I listened to this new part of me and started The Brotherhood of Dwarves. From the outset, I knew the story from beginning to end, not every detail, of course, more like the frame of a building before the bricks and drywall and trim, and I knew there would be at least five books. Despite having not written in three years, I regained my discipline and wrote five and six days a week, hitting my page goal every day. The more I wrote, the better it felt and the stronger my voice became. I make no apologies for the first couple of chapters and cannot bring myself to give them a complete rewrite because of what they represent to me, my rebirth as a man and a writer.
I may never find real commercial success as a novelist. I’ve accepted that fact. While money would be nice and definitely wouldn’t be turned away, it’s not why I started writing in the first place. I write because it’s who I am, who I’ve always been. I chose to self-publish because I wanted people to read my work–I needed an audience to complete the story–and at that moment in history, the publishing industry was in a terrible state. Since the economic downturn, it’s now a little worse. I am proud of my decision and the risks I took. Sure, I wish I had done things differently, and I’ve learned a tremendous amount in the last six years. If I had it to do over again, I would in a heartbeat.

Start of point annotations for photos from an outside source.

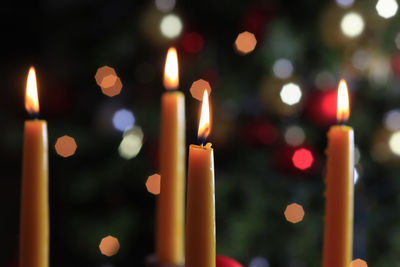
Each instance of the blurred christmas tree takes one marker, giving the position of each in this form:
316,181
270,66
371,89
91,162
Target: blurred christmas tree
268,104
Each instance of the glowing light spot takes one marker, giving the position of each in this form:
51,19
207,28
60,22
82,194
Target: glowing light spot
356,176
171,26
394,143
345,3
153,184
131,143
352,24
294,135
245,43
294,213
386,8
283,68
108,81
123,119
302,159
193,42
198,87
109,246
358,263
290,94
65,146
259,262
360,59
391,120
165,5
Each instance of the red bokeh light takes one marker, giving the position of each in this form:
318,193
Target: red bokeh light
302,159
193,42
329,104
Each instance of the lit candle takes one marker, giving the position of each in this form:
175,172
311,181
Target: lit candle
34,225
338,235
171,200
200,210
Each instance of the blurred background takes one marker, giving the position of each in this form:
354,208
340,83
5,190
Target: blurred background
269,104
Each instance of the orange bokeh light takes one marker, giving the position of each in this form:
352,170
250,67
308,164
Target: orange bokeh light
343,110
65,146
109,246
245,43
108,80
171,70
153,184
198,87
358,263
204,124
294,213
31,96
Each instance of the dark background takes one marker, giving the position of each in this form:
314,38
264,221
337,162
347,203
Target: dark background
96,193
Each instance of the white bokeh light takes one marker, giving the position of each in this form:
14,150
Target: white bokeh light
352,24
391,120
294,135
283,68
123,119
290,94
131,143
387,8
165,5
345,3
171,26
394,143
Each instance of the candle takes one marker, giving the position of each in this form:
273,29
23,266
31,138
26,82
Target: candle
34,225
200,210
171,200
338,235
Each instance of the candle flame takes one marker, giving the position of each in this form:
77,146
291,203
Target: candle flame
171,70
204,124
343,110
31,96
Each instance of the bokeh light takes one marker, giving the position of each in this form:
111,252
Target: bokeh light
245,43
302,159
65,146
360,59
108,81
198,87
345,3
352,24
394,143
290,94
171,26
283,68
391,120
165,5
294,213
193,42
109,246
123,119
387,8
131,143
358,263
259,262
153,184
294,135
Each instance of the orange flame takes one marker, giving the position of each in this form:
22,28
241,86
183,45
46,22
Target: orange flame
171,70
31,96
343,110
204,124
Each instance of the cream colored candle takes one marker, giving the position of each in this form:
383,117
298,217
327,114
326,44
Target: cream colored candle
338,232
34,224
171,200
200,210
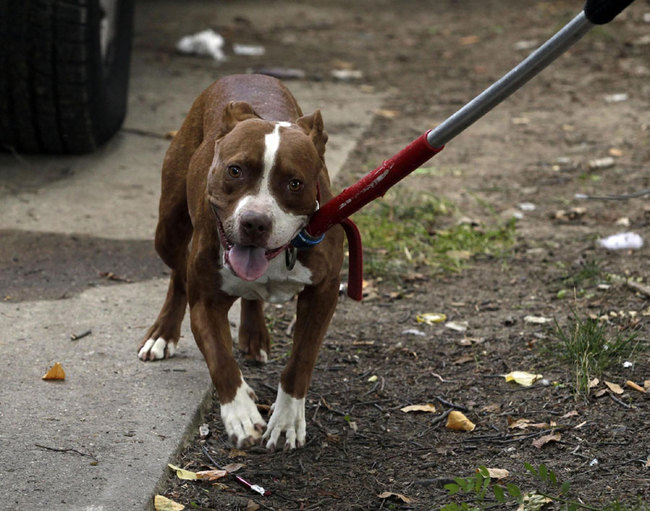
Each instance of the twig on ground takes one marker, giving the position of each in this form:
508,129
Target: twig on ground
637,286
452,405
75,451
434,423
618,401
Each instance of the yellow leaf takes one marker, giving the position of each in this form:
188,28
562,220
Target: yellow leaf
389,494
182,473
210,475
161,503
252,506
523,378
419,408
635,386
55,372
497,473
533,502
614,387
458,422
431,318
543,440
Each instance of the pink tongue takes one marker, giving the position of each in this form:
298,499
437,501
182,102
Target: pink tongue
249,263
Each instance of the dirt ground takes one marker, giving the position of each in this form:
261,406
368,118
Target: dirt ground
538,147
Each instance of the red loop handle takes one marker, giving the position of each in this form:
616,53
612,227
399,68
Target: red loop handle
372,185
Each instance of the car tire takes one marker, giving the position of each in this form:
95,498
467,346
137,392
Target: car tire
64,72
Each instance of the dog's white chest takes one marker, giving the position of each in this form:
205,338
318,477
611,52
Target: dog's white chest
277,285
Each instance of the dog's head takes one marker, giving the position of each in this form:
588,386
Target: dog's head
263,184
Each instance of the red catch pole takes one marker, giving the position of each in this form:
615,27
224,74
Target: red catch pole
372,185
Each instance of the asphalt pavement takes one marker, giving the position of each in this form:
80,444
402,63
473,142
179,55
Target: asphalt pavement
101,439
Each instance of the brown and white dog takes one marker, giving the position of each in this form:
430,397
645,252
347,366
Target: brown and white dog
239,181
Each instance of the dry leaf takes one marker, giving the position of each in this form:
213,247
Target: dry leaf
534,502
470,39
614,387
497,473
634,386
525,423
55,372
463,360
388,114
537,320
523,378
161,503
211,475
494,407
457,326
517,423
419,408
431,318
233,467
389,494
543,440
458,422
181,473
252,506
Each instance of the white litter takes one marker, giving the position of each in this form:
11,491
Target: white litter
527,206
537,320
413,331
622,241
248,50
602,163
525,45
206,43
346,75
616,98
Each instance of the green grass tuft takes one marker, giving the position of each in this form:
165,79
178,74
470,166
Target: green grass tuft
589,350
401,233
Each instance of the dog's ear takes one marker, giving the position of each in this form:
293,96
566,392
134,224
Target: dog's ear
235,111
313,126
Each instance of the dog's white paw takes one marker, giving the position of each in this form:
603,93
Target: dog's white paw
243,422
157,349
288,417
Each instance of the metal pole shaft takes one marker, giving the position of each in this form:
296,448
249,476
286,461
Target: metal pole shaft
510,82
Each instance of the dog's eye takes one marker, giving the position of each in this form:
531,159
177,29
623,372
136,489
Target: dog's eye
295,185
234,171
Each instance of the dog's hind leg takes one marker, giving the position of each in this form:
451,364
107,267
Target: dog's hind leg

This morning on my way to work, I was overwhelmed with the need to complete this series. The sensation filled me up and gave me a feeling that I can best describe as a bit of mania. I saw the last two books before me, their plots stretching out to the end of the series, and excitement overtook me. I’m a writer, and writers write, so as soon as book three is polished and ready to go, I will find a way to start on book four. Even if there is never any economic success from this series, I will write it and bring it to market because that is who I am. I’m a writer.